L’incredibile è avvenuto: sotto gli occhi dei telespettatori che seguivano in diretta, il partito di Berlusconi - quello del predellino di Piazza San Babila, il partito di plastica delle grandi adunate, delle «ola» e dei karaoke -, tutt’insieme s’è frantumato. Per la prima volta in tanti anni, Berlusconi e Fini non rispondevano più al copione prestabilito, litigavano veramente davanti a tutti, a un certo punto sembrava pure che stessero per menarsi.

E davanti a questo crudo squarcio di realtà, i ministri che li avevano preceduti con i loro discorsi di propaganda - le realizzazioni del governo, il progresso del Paese, il sogno da non spezzare - d’improvviso parevano, loro sì, pupazzi di cera.

Nessuno avrebbe mai previsto che la politica, quella vera, fatta di passione e di sangue, potesse fare irruzione anche nel Pdl. Così come nessuno avrebbe mai creduto che nel salone dove poco prima Berlusconi assegnava i posti alle comparse - raccomandandosi di riempire le prime file, perché i giornalisti, si sa, puntano le telecamere sempre sulle poltrone vuote - a un certo punto potesse volare la famosa «merda nel ventilatore», proprio quella di Formica ai tempi del vecchio Psi, e a sorpresa si potesse ricreare il clima unico del «catino» dei consigli nazionali Dc, dove il veleno dei capicorrente scorreva tra i sorrisi dei finti amici e la rassegnazione delle vittime predestinate.

Si dirà che l’occhio e la memoria del cronista fanno presto a illudersi su un ritorno impossibile della politica, tradizionalmente intesa, in un partito che rimane proprietà privata del suo leader-padrone, come hanno dimostrato ampiamente i risultati delle votazioni finali e l’umiliazione pubblica del dissidente Fini, tornato a casa con undici miseri voti nella saccoccia. Tecnicamente, quello del presidente della Camera oscilla tra un suicidio politico e il gesto di un kamikaze: se anche sperava, stringendosi attorno alla vita la cintura esplosiva, di cambiare qualcosa, dovrà ammettere che non c’è riuscito.

Ma anche Berlusconi a questo punto dovrà riconoscere di non potersi più considerare il capo carismatico e indiscusso della sua creatura. La sua idea che si discute e si vota, e poi tutti fanno e dicono quel che ha detto chi ha vinto, supera perfino il più autoritario centralismo democratico del vecchio partito comunista. E s’è infranta, quel che è peggio, nella libera rivendicazione del diritto al dissenso, al confronto tra diversi, alla possibilità di rimettere in discussione gli accordi e perfino di perseguire idee sbagliate e destinate a finire in minoranza, tipica dei partiti liberali.

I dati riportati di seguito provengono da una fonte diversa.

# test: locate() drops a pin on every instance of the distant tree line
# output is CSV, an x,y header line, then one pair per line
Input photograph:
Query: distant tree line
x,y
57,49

Man mano che l’accartocciarsi della sua ennesima messa in scena si svolgeva sotto i suoi occhi, il Cavaliere - fatto inatteso - trasfigurava anche lui. Sì, quella di Berlusconi - un Berlusconi col trucco disfatto e fuori dai gangheri - non è stata solo la reazione di un padre-padrone, ma anche, miracolosamente, di un uomo e di un leader appassionato, che lotta perché tiene veramente alle sue idee, sa cosa vuole la sua gente ed è pronto a difendere fino allo stremo le sue posizioni.

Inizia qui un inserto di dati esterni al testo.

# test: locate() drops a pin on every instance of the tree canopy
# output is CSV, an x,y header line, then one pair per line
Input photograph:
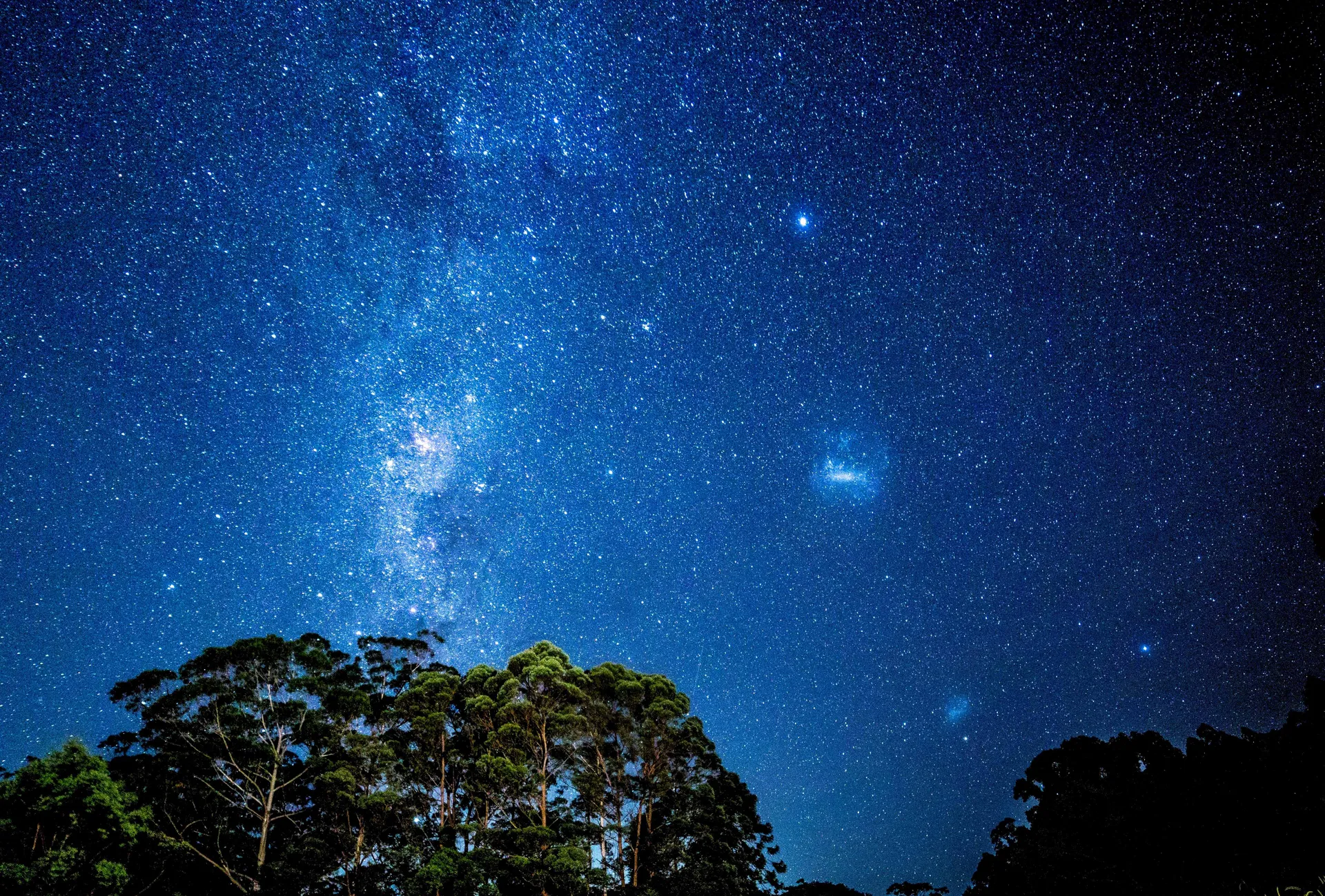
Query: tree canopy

Dopo quel che è accaduto, certo, è difficile dire come finirà. La previsione più logica è che da separati in casa i due cofondatori non andranno lontano, e presto finiranno a contarsi in nuove elezioni anticipate. A meno che - ma è una scommessa improbabile - non capiscano che quel che è successo, pur con tutto il carico di risentimento che ha lasciato, non è detto per forza che sia negativo. Dopo sedici anni di reality e di politica-spot, l’irruzione della realtà nel tempo di celluloide del partito berlusconiano dovrebbe spingere Berlusconi e Fini a fare i conti con se stessi una volta e per tutte.